Bill's tongue was stinging against the harsh salt of the ocean water. It was bitter, dirty and cold, but completely welcome as it rushed rapidly into his open mouth, relishing every sight and sound he could take in. He plunged deeper into the water, diving beneath the waves to avoid any eyes that might be scanning the shores on night shift. He plunged deeper and deeper into the water, the moonlight above a small coin of light above him as he swam further and further away from Azkaban and from an uncomfortable sanity.

He hadn't remembered falling, nor had he remember escaping, but how he did so didn't matter now. It was the why that kept him afloat as his lips met the surface and air returned to his lungs. The night air clung to his face, a welcoming embrace into the world. It was a rebirth into the world as a new man, a different man than he had left as; different in ways he didn't know yet.

The wind was whipping wildly that night… or was it morning? There was no telling. The only clear things at the moment were the water and wind and how it flowed over him. Each wave called him closer to a large moving object. _Fleur _the waves said, reminding him (though he hardly needed it) why he had escaped in the first place. The simple syllable kept him afloat. _Fleur… Fleur… Fleur… _The object grew nearer and nearer. _Fleur… _He wondered where she was now. Had she remarried? No, not Fleur. Was she still alive, even? Bill kept his head above water optimistically. And what of their daughter, Victorie, never knowing her father? She would be about sixteen now, wouldn't she? _Fleur… Fleur… Sir! Sir!_ Bill found it hard to tread water now. The object was a ship. A ship! And they were calling out to him! Fleur had kept him floating long enough to be spotted. "Thank you, love," he said as the ship grew larger and larger. It was close enough to touch now. Just a little ways more and he would be free. _Bountiful… _What a name. Bill certainly hoped it was.

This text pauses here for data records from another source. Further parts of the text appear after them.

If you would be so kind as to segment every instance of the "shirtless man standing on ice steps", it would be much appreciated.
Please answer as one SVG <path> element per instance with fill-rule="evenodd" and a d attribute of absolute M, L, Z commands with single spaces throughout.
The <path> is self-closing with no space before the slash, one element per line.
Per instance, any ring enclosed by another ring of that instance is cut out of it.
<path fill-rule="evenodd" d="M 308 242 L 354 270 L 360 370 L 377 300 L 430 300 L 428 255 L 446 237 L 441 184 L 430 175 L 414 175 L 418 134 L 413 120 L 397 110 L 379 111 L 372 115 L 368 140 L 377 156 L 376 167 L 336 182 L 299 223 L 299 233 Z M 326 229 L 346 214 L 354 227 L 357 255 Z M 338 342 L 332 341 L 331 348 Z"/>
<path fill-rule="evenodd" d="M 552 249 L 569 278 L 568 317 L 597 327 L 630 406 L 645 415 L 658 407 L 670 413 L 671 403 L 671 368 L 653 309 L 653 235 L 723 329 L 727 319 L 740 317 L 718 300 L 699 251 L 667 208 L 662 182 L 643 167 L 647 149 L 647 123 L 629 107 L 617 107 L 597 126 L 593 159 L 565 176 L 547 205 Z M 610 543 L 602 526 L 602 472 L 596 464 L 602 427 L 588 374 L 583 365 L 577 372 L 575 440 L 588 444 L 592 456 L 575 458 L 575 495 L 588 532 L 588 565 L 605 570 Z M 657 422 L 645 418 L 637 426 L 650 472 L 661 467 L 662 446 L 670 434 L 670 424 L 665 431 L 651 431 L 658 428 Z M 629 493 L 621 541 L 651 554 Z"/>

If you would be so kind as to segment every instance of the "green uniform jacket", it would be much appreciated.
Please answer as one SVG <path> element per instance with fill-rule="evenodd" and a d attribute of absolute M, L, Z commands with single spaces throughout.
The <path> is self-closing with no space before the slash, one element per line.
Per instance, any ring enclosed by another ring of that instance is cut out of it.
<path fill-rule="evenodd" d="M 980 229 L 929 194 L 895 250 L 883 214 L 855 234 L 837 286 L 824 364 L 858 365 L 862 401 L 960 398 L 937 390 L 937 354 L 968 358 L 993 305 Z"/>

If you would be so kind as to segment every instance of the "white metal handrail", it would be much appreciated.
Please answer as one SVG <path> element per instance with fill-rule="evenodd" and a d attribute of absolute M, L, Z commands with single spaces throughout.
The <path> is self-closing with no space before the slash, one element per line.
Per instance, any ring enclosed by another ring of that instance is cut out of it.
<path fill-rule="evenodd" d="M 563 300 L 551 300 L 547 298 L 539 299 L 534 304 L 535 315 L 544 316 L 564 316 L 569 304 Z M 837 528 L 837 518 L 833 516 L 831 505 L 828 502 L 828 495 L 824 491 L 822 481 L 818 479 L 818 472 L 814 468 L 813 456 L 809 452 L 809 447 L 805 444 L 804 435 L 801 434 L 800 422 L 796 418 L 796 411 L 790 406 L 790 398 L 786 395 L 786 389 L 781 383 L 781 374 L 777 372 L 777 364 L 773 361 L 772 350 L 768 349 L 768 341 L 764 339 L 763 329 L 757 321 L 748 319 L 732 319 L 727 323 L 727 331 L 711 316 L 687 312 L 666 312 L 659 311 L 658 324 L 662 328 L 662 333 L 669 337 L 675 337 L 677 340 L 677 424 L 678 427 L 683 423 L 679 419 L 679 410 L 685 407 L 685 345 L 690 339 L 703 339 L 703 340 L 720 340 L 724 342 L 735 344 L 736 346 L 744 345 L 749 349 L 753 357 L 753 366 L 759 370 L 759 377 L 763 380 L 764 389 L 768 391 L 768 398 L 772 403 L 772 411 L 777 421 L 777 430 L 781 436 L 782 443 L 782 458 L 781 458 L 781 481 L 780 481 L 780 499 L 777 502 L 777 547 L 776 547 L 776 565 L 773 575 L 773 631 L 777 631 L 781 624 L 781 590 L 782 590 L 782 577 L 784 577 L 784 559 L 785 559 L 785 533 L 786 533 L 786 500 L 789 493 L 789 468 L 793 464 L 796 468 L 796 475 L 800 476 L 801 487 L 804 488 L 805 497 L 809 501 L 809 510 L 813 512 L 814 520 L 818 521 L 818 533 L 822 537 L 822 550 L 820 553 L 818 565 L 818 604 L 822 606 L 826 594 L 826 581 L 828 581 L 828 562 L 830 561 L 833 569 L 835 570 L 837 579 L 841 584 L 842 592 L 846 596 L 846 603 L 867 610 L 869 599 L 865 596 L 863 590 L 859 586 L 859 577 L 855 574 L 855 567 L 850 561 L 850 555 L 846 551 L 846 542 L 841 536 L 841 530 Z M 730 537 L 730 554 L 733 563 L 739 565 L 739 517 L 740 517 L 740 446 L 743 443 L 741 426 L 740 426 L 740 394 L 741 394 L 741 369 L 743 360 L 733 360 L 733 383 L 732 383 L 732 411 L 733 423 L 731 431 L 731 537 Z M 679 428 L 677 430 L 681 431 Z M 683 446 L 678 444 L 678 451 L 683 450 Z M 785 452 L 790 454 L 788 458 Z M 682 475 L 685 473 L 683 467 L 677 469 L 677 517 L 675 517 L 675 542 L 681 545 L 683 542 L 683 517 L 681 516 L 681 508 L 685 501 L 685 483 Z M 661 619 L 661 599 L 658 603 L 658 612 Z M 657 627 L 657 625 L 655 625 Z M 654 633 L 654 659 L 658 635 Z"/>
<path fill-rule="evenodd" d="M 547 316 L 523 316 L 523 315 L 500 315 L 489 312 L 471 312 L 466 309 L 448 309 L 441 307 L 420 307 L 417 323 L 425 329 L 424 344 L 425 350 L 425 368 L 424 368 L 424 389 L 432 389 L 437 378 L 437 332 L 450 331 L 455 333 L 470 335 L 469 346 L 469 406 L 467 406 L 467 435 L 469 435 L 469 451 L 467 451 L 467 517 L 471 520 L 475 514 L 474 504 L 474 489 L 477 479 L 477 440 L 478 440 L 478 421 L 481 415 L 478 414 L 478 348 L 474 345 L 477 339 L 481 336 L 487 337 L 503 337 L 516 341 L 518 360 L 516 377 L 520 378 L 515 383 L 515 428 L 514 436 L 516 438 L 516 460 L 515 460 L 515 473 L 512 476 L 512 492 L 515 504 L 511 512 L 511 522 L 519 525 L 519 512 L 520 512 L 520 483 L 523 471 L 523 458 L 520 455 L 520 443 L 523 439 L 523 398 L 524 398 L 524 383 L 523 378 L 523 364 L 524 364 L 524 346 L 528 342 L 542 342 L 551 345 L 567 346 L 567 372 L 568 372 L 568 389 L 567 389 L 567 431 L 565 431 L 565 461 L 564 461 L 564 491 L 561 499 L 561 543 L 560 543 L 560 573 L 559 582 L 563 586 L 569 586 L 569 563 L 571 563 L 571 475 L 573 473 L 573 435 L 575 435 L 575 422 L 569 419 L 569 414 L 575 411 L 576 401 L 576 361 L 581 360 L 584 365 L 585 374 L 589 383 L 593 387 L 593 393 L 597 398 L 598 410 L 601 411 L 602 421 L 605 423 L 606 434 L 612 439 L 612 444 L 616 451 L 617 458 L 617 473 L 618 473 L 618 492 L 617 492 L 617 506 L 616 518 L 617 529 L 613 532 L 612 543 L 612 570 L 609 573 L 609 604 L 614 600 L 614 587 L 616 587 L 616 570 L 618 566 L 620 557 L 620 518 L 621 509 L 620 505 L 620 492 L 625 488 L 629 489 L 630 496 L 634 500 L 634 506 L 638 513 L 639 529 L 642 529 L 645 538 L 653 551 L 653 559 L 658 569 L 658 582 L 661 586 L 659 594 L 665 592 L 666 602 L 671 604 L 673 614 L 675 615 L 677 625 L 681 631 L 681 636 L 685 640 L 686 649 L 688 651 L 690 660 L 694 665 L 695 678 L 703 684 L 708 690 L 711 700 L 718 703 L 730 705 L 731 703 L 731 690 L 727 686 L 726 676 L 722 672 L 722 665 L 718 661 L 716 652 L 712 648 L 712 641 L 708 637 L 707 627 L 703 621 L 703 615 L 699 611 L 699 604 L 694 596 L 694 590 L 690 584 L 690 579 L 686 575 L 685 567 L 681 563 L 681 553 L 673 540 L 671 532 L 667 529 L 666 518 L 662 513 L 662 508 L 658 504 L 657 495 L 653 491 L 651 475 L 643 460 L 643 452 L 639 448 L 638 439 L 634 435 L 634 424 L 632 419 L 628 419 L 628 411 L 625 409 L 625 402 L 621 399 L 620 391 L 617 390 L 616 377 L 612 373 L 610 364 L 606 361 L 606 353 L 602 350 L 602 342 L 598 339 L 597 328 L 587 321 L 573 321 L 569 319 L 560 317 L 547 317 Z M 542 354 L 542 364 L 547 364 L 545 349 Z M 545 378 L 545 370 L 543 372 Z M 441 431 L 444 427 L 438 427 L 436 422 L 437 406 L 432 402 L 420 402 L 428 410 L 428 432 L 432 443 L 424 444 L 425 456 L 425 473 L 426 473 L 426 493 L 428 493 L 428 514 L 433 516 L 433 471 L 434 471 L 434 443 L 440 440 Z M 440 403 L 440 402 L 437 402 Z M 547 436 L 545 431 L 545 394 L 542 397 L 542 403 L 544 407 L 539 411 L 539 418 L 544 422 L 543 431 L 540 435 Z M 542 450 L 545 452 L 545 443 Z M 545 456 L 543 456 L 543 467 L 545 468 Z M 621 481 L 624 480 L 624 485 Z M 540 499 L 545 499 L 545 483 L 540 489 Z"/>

Somehow, lost in thoughts and at sea, he was on board.

"Good thing we found you, sir!" A young voice said. "These are treacherous waters, these are. Another hour out there and you might be dead."

Bill didn't respond. He stared out at the prison island, evanescent in the dark cloak of night. Yes. Freedom. There was no other word for it. He turned to the man who offered him a warm towel, which he took graciously.

"Teddy." He said.

"Excuse me?"

"Teddy's the name, sir!"

"Bill," he responded. "And thank you."

"What were you doing out there?"

Prisoner was not a word with good connotation, even if it was a false charge, so Bill turned away. "Don't ask questions, boy. The answers, I assure you, will never be the ones you want."

"Then I won't ask questions, sir."

The _Bountiful _sailed dutifully on through the darkness. Bill glanced eagerly over the edge. He didn't know where they were going. But he didn't care. Once he was far away from the prison, he'd fashion a new life, find his wife and daughter, and happily they would live, far away from everyone. By the sea, perhaps.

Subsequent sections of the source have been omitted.